In a nut shell however, civility must begin at home. Only from there it can spread to every aspect of our lives. Without civility at home, there is no chance that we will carry it through the day into all the arenas of our busy lives. Treating all people with respect and compassion is what civility is all about. Our use of civil behavior is also a crystal clear mirror into our own selves and our souls. We are oftentimes not even civil with ourselves. Protecting our borders, our cultures, and our values to the exclusion of all others is poisoning the very fabric of the society in which we live. This dynamic is not solely an American phenomenon, but appears throughout much of the world.
I listened to one broadcaster on NPR explain that one of our ‘esteemed’ elected officials declared that there is no place in politics for civility. To my way of thinking, politics is the one place where civility is most needed. The politics I grew up with afforded a platform where healthy debates could take place. Where have all the statesmen gone? The days of choosing between two or more people of integrity in an election have disappeared. Why is it that people with differing opinions cannot have a debate without treating each other as enemies? Is it not possible to disagree about a matter without being disagreeable? We still refer to our elected officials as our political leaders. They are afforded all kinds of privilege. Yet they display such vulgar behavior with their colleagues that one must wonder whether they are even capable of conducting the nation’s business. These are the people whom we still hold in high esteem. I wonder why. What’s more puzzling is that because we hold these so called leaders in high regard, we deem their behavior as acceptable. Not only is this flawed on many levels, it validates and encourages incivility, and we unwittingly pass these values onto our children, tomorrow’s stewards of our fragile planet.
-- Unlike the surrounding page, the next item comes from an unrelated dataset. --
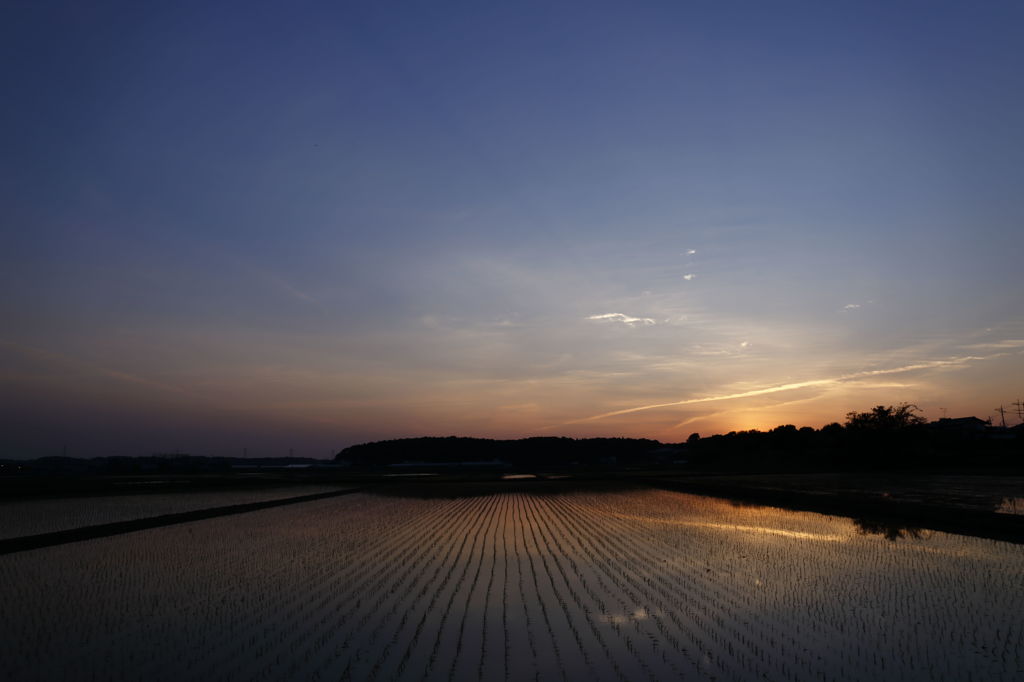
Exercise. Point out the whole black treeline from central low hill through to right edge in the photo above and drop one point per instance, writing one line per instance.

There is a real, almost palpable, need for control over our lives, or at least some part thereof. What we have traditionally held important and worth protecting are our belief systems – political and religious. We cling to these more tightly than ever today. In part I believe it is because we live in such a fast paced world that there is little we can hold onto long enough to achieve that sense of control which we so desperately need. And of our political views, why must we protect them so vigorously? What is it about these beliefs that causes us to raise our voices to decibels unknown just to make our point heard and hopefully agreed with? Could it be that we don’t really have the strength of conviction we need to actually believe in our hearts what we think we believe in our heads?
Politicians from both sides of the aisle are equally guilty of the dissolution of civility. In addition, their inappropriate use of language is disparaging. It puts a whole new meaning on ‘politically incorrect’. I am unclear as to their true intentions, as they likely are as well, but the messages they proffer carry strong subliminal reminders implying that anyone who disagrees with them is the enemy.
I am not naive enough to realize that political posturing is all a part of the process of free government. But what has happened to reason? Do the politicians truly believe that their constituents don’t have the capacity to make informed decisions after hearing responsible arguments from all sides? Perhaps, as with many things in life, they are simply mirroring their own inabilities and feelings of inadequacy. The time has come for all of our elected officials, not just a few of them, to start acting like leaders. With some practice, who knows, they may even become leaders.
Incivility is bullying, plain and simple. Leading by example will show our youth how to behave with respect for others, but only if we make the choice to do just that.